Anche durante la recente inaugurazione della mostra di Bastianino, avvenuta il 13 dicembre alla presenza del ministro dei beni Culturali Dario Franceschini, la temperatura all’interno delle stanze espositive erano piuttosto bassa e molti non si sono tolti gli abiti pesanti.
Dal Comune confermano che l’intervento di ristrutturazione di Palazzo Diamanti, previsto nel programma delle opere post sisma, dovrebbe iniziare tra la fine di quest’anno e l’inizio del 2016.
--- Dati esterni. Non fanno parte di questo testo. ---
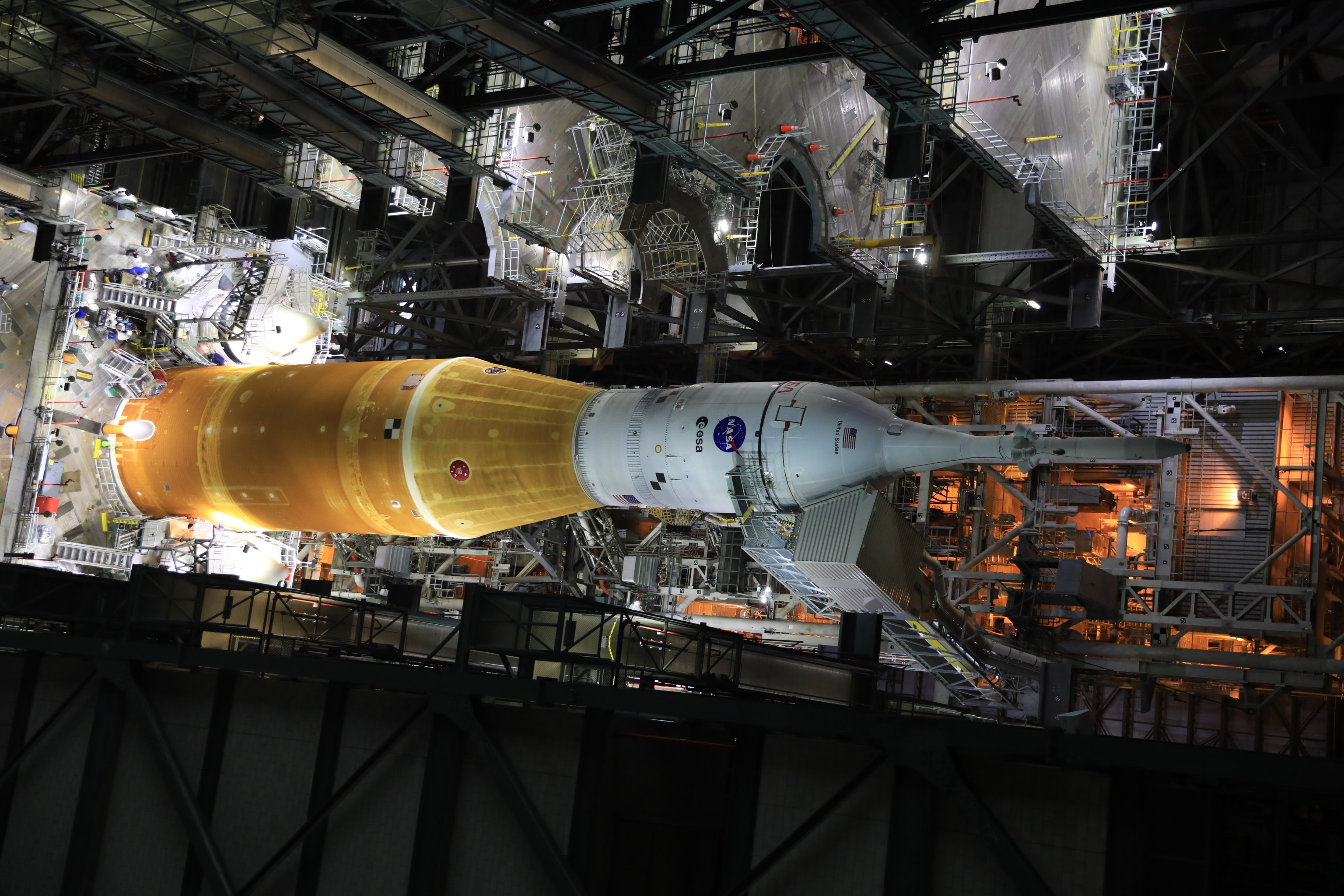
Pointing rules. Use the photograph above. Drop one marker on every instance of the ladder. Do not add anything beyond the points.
(92, 555)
«Abbiamo speso i pochi soldi che abbiamo a disposizione - puntualizza il direttore della Pinacoteca Nazionale di Ferrara, Anna Stanzani - per effettuare un minimo di manutenzione all’impianto di riscaldamento. Qualcosa è migliorato, poi in questi giorni c’è stato uno sbalzo termico rilevante con più freddo e sono tornati i vecchi problemi. L’impianto è vecchio ci sono perdite di acqua, tubi obsoleti e le macchine non vanno a pressione e non si riesce a raggiungere una temperatura apprezzabile. Il Comune poi ha in programma la climatizzazione non solo il riscaldamento dei locali e in particolare di un’ala ed è per questo che il Polittico Costabili è ancora smembrato perché in quelle stanze deve arrivare la vasca per l’impianto di riscaldamento. Devo anche ringraziare il personale di custodia che stazionano non solo un’ora o un’ora e mezza, come fanno i visitatori, ma devono stare fermi per sei ore. Abbiamo messo anche delle stufette per avere un po’ di caldo. Le cubature del salone e di altre sale è talmente vasta che chiaramente è difficile riscaldarle a dovere. La prossima settimana cercherò di capire meglio con i tecnici del Comune se è possibile anticipare i lavori per dotare le stanze del palazzo di una più adeguata climatizzazione. Anche perché d’estate, per contro, fa molto caldo all’interno della Pinacoteca.